Synthesising P-C Bonds Using Dehydrochlorination
Lead Research Organisation:
University of Bath
Department Name: Chemistry
Abstract
This project develops catalytic dehydrochlorination chemistry that has been recently achieved in the Webster lab.
This is entirely unprecedented and offers a unique opportunity to generate P-P bonds using inexpensive, easily
handled and commercially available chlorophosphines.
The reaction of HPPh2 and ClPPh2 in the presence of an iron catalyst takes place within seconds at room
temperature. The chemistry is facile even with simple iron salts, but catalyst design is likely to prove instrumental
when we move beyond simple arylphosphine-arylchlorophosphine coupling.
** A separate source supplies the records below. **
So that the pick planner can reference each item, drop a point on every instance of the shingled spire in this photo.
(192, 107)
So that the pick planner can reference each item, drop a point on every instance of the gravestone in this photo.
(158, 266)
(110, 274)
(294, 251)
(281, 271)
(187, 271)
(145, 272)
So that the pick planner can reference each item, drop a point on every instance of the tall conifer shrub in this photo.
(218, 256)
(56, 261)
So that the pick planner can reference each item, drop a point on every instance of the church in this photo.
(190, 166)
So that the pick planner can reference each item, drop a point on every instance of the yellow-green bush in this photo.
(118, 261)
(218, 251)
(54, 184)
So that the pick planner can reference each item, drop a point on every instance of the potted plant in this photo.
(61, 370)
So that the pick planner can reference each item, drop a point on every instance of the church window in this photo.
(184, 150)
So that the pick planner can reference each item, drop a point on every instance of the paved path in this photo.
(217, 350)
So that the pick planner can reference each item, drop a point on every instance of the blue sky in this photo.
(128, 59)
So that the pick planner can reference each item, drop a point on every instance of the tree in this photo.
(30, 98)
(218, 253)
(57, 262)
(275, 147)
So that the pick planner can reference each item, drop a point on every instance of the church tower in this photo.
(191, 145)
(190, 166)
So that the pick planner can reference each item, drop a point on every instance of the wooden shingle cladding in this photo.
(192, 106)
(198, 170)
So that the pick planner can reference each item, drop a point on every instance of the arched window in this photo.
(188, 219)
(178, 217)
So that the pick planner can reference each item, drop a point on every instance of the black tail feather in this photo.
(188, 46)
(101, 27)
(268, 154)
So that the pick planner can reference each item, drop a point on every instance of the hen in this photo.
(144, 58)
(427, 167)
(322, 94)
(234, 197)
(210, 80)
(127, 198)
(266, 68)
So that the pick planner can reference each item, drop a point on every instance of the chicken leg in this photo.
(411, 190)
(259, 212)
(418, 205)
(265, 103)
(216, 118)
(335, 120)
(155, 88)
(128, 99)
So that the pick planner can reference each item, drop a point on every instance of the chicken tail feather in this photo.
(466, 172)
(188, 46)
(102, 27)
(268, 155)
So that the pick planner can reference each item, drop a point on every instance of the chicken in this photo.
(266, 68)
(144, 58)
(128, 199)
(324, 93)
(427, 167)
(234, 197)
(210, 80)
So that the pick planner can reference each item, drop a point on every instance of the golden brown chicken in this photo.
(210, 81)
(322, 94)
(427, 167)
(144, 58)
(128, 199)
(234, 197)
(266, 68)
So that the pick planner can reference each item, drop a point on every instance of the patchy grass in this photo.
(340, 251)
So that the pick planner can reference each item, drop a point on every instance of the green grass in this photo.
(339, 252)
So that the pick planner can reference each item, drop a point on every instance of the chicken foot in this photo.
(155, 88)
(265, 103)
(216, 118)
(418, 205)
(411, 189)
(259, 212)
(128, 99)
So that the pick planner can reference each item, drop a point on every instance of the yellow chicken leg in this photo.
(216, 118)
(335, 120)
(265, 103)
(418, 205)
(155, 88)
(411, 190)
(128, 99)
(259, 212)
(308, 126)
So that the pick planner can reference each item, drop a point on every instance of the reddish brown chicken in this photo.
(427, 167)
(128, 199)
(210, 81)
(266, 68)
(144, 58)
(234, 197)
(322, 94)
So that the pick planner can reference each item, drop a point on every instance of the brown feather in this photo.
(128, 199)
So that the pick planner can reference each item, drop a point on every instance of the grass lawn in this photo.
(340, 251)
Investigation into such a rapid
transformation will be possible using flow instrumentation, particularly ICPMS in flow in place in Bath, and will give a
comprehensive real-time picture under the reaction conditions. Study of stoichiometric interactions is likely to be
limited by paramagnetism particularly because, on coordination to iron, there is complete loss of phosphorus signals
in the 31P NMR making investigation of the coordination environment at iron or the catalyst resting state problematic.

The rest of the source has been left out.